Une autre législature, entrecoupée d’une crise sanitaire qui aurait entre autres montré les faiblesses du système et en particulier de la gestion actuelle des CHSLD, et on nous prévoit, encore une fois, une autre refonte du système de santé. Après les réformes Couillard, Bolduc et Barrette, voilà Christian Dubé qui propose de refonder le système de santé d’un côté, avec une série de mesures essentiellement consensuelles (comme l’abolition du temps supplémentaire obligatoire et la décentralisation) et, de l’autre, avec une plus grande part du privé. Le gouvernement profite ainsi du coup de massue de la pandémie dans un système de santé déjà fragilisé par les réformes à répétition et les coupes dans les services publics pour créer un système à deux vitesses où les mieux nanti·e·s, encore une fois, sortiront gagnant·e·s.

Logements sociaux

Finalement, en matière de logement, le gouvernement Legault a fini, ultimement, par couper le financement au dernier programme provincial permettant la construction de nouveaux logements sociaux au Québec : AccèsLogis.

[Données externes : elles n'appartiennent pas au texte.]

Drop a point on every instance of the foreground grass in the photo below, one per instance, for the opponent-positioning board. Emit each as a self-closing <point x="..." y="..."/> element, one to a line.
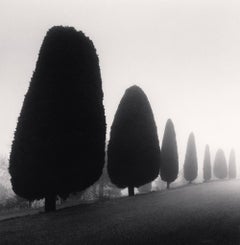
<point x="197" y="214"/>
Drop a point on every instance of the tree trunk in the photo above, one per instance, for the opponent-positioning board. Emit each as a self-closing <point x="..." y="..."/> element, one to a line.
<point x="50" y="203"/>
<point x="101" y="190"/>
<point x="131" y="191"/>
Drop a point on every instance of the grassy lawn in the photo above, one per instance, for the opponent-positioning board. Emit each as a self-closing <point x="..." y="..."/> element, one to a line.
<point x="197" y="214"/>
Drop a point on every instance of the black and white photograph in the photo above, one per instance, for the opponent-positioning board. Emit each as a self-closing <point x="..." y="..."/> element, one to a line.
<point x="120" y="122"/>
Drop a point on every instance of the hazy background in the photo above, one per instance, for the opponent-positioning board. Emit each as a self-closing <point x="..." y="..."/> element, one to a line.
<point x="184" y="54"/>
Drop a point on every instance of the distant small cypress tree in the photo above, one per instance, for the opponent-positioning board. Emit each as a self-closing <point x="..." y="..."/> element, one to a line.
<point x="232" y="170"/>
<point x="58" y="147"/>
<point x="145" y="188"/>
<point x="190" y="164"/>
<point x="169" y="153"/>
<point x="133" y="150"/>
<point x="220" y="165"/>
<point x="207" y="170"/>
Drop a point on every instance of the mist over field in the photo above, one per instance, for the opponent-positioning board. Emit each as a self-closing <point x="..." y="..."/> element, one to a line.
<point x="119" y="118"/>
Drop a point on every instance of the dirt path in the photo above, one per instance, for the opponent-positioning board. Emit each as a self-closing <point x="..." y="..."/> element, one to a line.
<point x="198" y="214"/>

Pourtant, ce n’est pas un secret pour personne, à peu près toutes les municipalités de la province sont affectées par des crises du logement sous une forme ou une autre. En septembre 2021, le gouvernement a donc annoncé un nouveau programme (« Programme d’habitation abordable Québec » ou PHAQ), par lequel on accordera des subventions à des promoteurs promettant la construction de « logements abordables », c’est-à-dire sous le prix moyen du marché. Si des réinvestissements sont prévus par le dernier budget, ils se feront au prix d’une privatisation de la gestion des logements sociaux et au profit des grands promoteurs immobiliers. Ironiquement, ce sont ceux-là mêmes qui s’enrichissent déjà sur la spéculation immobilière, elle-même à la source de la situation précaire du logement au Québec.

Les bons coups

Terminons un bilan plutôt sombre par une petite lueur : le reinvestissement dans les centres d’hébergement de femmes. Le contexte du confinement, et surtout le travail acharné de générations de militantes, auront permis d’imposer dans la sphère publique l’enjeu des féminicides et de faire reconnaître la valeur du travail des organismes de femmes. Et maintenant, le financement public suit, prouvant encore une fois que la lutte sociale paie. Si on accueille avec joie cette victoire, il reste néanmoins encore bien du travail à faire. Les centres d’hébergement sont nécessaires, mais ils restent des pansements sur des blessures structurelles. La pauvreté a toujours un genre et la crise du logement, par exemple, continue de toucher principalement les femmes, plus susceptibles de consacrer une plus grosse proportion de leur revenu à leur logement.